Нас посадили в товарняк. Подцепили к уходящему на восток эшелону с грузом государственной важности. В запас выдали сухой паёк, на узловых станциях подкармливали обедами. Мы сами себя развлекали затеями, играми, концертами. Но случалось и жуткое. Неподалёку от Валово состав с воздуха обстрелял немецкий штурмовик, в щепки изрешетив хвостовые вагоны. В районе станции Узловая через раздвинутые двери мы наблюдали поединок советского ястребка со стаей вражеских стервятников. Для нашего бой кончился плачевно; мы навзрыд плакали.

Позади остался Дон. Говорили: скоро Волга. Однажды среди ночи по вагонам разнеслось: «Чамзинка… Вылезай, приехали!» Полусонные, вылезли на росную траву. Сильно пахло навозом, лошадиным потом. Нашу ватагу разместили по телегам и повезли в неизвестном направлении.

Солнышко уже сильно припекало, оно меня и разбудило. Ездовой, паренёк лет шестнадцати, важничая, разговаривал с нашей мамой: «Полюбуйтесь, гражданочка, перед нами Тазино». Мы въезжали в большое село. Вдоль широкой улицы стояли пёстро одетые люди. Приветливо махали руками, что-то дружеское выкрикивали. Сразу же на центральной площади состоялся многолюдный митинг. Новоприбывших одарили персонально только что вынутыми из печи горячими караваями. Я не утерпел, тут же отломил краешек с поджаристой корочкой. Как приятно, как вкусно было! Удивительный смак и духмяность мордовского хлеба пронёс через всю жизнь. По сей день помню.

Местные жители разобрали приезжих по своим домам. Колхоз всех обеспечивал необходимыми продуктами. Оглядевшись, эвакуированные мало-помалу подключались к колхозным делам. Всё бы хорошо, но приближалась зима, мы же, как стрекозы, щеголяли в летней одёжке. С миру по нитке собрали кое-какое барахлишко. Но наша мама, от рождения гордячка, отказалась участвовать в «конкурсе нуждающихся». К тому ж по селу бродили слухи: гитлеровцам вот-вот капут. У них в тылу неспокойно: волнуется рабочий класс. А ещё со дня на день ждали открытия второго фронта.
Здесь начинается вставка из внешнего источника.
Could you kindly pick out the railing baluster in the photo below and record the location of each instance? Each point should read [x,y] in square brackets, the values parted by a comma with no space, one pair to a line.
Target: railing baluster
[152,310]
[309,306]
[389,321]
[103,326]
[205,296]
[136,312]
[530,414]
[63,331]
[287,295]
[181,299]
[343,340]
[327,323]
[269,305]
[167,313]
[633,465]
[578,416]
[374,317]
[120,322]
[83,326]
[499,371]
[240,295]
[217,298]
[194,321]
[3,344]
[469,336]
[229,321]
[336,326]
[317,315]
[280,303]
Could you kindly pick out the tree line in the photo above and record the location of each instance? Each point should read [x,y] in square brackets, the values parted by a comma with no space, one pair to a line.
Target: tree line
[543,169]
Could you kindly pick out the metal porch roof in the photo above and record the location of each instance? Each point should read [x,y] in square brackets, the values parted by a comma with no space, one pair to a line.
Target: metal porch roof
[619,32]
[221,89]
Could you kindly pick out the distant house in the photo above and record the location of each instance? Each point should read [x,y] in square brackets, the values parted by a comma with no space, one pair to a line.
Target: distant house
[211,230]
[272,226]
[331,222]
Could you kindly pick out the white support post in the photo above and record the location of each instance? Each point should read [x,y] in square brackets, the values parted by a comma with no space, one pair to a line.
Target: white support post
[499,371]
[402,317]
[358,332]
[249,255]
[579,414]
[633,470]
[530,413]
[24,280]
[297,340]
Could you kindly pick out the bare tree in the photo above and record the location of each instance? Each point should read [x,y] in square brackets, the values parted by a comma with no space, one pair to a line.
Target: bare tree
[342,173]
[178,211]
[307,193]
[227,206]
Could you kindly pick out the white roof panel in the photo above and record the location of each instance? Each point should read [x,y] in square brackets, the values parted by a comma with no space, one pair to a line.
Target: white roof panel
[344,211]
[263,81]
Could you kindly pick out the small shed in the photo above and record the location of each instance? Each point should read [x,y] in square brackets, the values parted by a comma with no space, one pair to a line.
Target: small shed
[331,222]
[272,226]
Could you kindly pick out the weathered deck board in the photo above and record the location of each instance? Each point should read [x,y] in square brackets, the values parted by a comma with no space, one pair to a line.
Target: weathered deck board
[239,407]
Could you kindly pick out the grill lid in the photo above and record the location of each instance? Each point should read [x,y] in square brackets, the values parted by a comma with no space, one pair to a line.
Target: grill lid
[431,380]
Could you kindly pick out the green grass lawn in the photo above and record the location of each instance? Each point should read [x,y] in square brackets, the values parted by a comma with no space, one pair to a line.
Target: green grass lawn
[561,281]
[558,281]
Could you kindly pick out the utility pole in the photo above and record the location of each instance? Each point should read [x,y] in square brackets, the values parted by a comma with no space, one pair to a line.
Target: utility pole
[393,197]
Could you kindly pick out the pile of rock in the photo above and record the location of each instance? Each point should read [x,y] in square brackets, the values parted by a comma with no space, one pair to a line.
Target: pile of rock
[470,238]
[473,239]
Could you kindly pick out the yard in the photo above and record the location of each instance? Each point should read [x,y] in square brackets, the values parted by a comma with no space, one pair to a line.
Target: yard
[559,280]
Наши друзья по несчастью (тоже учительская семья) успели списаться с роднёй в Мичуринске. Доброхоты настойчиво звали всю нашу компанию к себе. Но пока мы собирались да неспешно двигались, притягательный и славный городок превратился в прифронтовой укрепрайон. На каждом перекрёстке стояли враскорячку сварные противотанковые «ежи». Мирное население круглосуточно помогало военным рыть окопы, строить ДОТы.

Наша мама пуще смерти боялась оккупации. Это чувство передалось ей от нашей бабушки, пережившей в 1918 году немецкое нашествие. Так что оставаться в Мичуринске, к тому же у чужих людей, было, на её взгляд, рискованно. Тем более что неподалёку, в Знаменке, жила родная мамина сестра, тётя Маруся. К ней мы и рванули. Собрали жалкий скарб. С великим трудом раздобыли билеты. В урочный час явились на вокзал. Сидим, ждём удачи.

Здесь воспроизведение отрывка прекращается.